Mis labios se negaban a abrirse. Lo único que fui capaz de hacer fue desabrochar el pulsómetro de mi muñeca y quitármelo. De no haberlo hecho, se hubiera estado disparando continuamente. Farag, sin dejar de sonreir, me imitó.

– Has tenido una buena idea -dijo-. Yo… Verás, Basileia, esto es muy difícil para mí. En mis anteriores relaciones nunca tuve que… Las cosas funcionaban de otra manera. Pero, contigo… ¡Dios, qué complicado! ¿Por qué no puede ser más sencillo? ¡Tú sabes lo que trato de decirte, Basileia! ¡Ayúdame! -No puedo ayudarte, Farag -repuse con una voz de ultratumba que incluso a mí me sorprendió.

– Ya, ya…

No volvió a decir nada más, ni yo tampoco. El silencio cayó sobre nosotros y así seguimos hasta que llegamos a Holargos, un pequeño pueblecito que, por sus altos y modernos edificios, anunciaba la cercanía de Atenas. Creo que nunca he vivido momentos tan amargos y difíciles. La presencia de Dios me impedía aceptar aquella especie de declaración que había intentado hacer Farag, pero mis sentimientos, increiblemente fuertes hacia aquel hombre tan maravilloso, me desgarraban por dentro. Lo peor no era reconocer que le amaba; lo peor era que él también me quería. ¡Hubiera sido tan fácil de haber podido! Pero yo no era libre.
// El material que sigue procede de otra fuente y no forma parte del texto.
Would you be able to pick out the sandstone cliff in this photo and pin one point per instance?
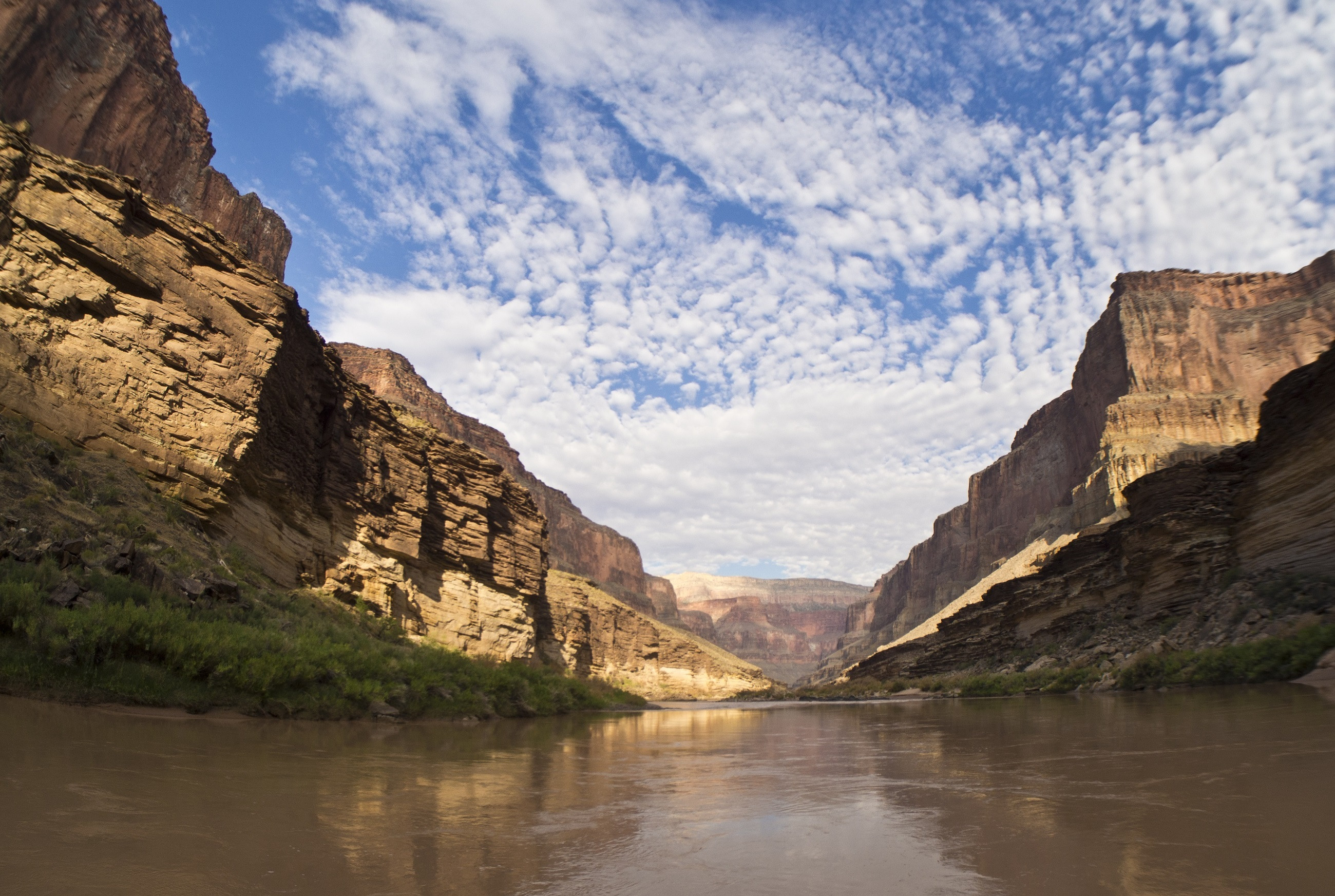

Una exclamación me sobresaltó.

– ¡Ottavia! ¡Son las cinco y cuarto de la mañana!

Por un momento no comprendí lo que me estaba diciendo. ¿Las cinco y cuarto? Pues bueno, ¿y qué? Pero, de repente, la luz se hizo en mi cerebro. ¡Las cinco y cuarto! ¡No podríamos llegar a Atenas antes de las seis! ¡Estábamos, por lo menos, a cuatro kilómetros!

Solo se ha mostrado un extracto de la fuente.